Materials Education Symposia - Home

International 2011 Materials Education Symposium

« back | International : International 2011


Deconstructing Modern Products in Teaching Materials Engineering

Prof Andy Horsewell | Technical University of Denmark

Deconstructing Modern Products in Teaching Materials Engineering

Download PDF Presentation:


Professional engineers and academics working with materials, especially those familiar with CES, understand that modern products are made up of components that have been optimised during the development process. Optimisation and materials selection require a good combination of materials properties and materials processing in relation to the geometry and dimensions of the component. University students, however, are generally not aware of what types of components make up modern products. Nor are they aware of how the materials and fabrication processes used to produce the components are selected and optimised.
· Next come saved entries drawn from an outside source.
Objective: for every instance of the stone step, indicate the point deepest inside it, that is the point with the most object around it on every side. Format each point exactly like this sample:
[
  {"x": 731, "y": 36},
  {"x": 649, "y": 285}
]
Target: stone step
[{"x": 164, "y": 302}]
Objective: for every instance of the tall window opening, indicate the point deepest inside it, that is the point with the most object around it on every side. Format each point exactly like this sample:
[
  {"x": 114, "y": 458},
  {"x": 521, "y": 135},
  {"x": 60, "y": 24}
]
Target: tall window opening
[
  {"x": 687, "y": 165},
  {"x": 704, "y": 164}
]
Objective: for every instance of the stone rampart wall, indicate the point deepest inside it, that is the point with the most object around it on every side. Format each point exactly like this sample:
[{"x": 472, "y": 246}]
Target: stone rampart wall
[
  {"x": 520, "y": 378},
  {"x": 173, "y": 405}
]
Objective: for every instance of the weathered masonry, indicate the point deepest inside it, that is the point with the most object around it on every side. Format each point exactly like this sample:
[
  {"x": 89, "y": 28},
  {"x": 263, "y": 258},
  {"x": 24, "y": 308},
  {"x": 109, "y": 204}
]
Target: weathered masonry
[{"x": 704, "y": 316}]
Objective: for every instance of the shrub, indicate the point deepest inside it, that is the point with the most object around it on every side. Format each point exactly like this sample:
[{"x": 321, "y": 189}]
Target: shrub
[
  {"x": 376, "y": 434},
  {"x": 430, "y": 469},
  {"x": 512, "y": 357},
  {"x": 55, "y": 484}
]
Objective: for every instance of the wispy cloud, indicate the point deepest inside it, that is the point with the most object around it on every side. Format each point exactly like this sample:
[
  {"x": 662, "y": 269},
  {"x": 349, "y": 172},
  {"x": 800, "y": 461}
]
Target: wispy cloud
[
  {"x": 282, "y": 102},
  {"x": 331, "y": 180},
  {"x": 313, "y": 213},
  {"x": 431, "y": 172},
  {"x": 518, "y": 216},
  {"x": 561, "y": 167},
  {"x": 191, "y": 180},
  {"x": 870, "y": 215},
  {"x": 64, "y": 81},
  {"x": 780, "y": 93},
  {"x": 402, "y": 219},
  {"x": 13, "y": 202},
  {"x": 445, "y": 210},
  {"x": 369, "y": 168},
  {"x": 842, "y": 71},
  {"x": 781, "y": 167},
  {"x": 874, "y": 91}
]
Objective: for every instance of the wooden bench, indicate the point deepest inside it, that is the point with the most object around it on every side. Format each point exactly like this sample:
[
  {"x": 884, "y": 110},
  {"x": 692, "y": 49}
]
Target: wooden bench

In a world in which students seem to accumulate multifarious high-tech and high-end gadgets and products - from mobile phones to mountain bikes ? this is rather surprising. Students' interest in materials engineering can be awakened and fostered by making them aware of the relationships introduced above. This is best done by using well-known, cutting-edge and desirable products and deconstructing them to illustrate the combination of materials properties and materials processing involved in their manufacture. Furthermore, the technique of deconstructing modern products can be used to provide a progression throughout any course in materials engineering: an introductory lecture can surprise and inspire by showing exactly how an object is made; real components can be given as objects to be considered during group work; assessment at the end of the course can ask each group of students to consider a different object and to deconstruct the components of which it is made, culminating in a poster presentation of the results. Experience from classes of 20 to 200 students will be used to show how this methodology allows us to shift the classroom focus from teaching to learning. As teachers we can concentrate on engineering methodology and learning goals rather than a standard curriculum of materials science.